能動的想像法
心理学の世界では、無意識的な心的内容を扱う方法として、フロイト派による自由連想法が有名ですが、ユング派では、夢分析とともに能動的想像が有効なアプローチとして活用されています。ホロニカル・アプローチでは、Jung、C.Gにはじまり、Spiegelman、J.M.&河合隼雄、老松克博等のユング派の能動的想像の研究に多く示唆を得ています。
能動的想像を求める場合、面接時のクライエントを映画監督に仕立てることがあります(映画監督法)。また、イメージや夢の続きばかりでなく、ある心的イメージや夢のある時点から、過去に遡り、修正された物語を創作すること(巻き戻し法)を求める場合もあります。
能動的想像でも、ホロニカル・アプローチで使われる各技法が自由に組み合わされます。
-能動的想像法(映画監督法と悪夢の場面再現法の組み合わせ-
何度も執拗に繰り返される悪夢の中の場面や登場人物を小物を使って外在化します。
その上で、
<もし夢の続きを映画監督になって、どのようにでも新しい展開をつくりだすことができるとしたら、どのような映画をつくりあげますか?>と求めます。

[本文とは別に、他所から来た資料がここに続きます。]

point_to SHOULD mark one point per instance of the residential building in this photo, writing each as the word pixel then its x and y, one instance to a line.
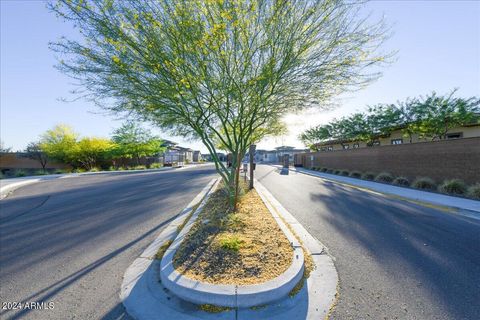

悪夢が反復しているような場合、悪循環パターンから抜け出せないような人生脚本が無意識的な自動思考として、脳に深く刷り込まれてしまっています。
そのため、通常の状態では、なかなか新しい生き方の人生脚本を自力では作りだせないものです。ナラティブ・セラピーでは、「ドミナント・ストーリー」と呼ばれています。
しかし、夢の続きの能動的想像という劇場的な時空間と、カウンセラーのサポートを得ることで、日頃の呪縛的シナリオから脱却することができます。ナラティブ・セラピーでは、「オルタナティブ・ストーリー」と呼ばれています。
反復夢から抜け出すことができると、実際の現実の生活でも、新しい人生の歩み方へと地殻変動的変化の契機となります。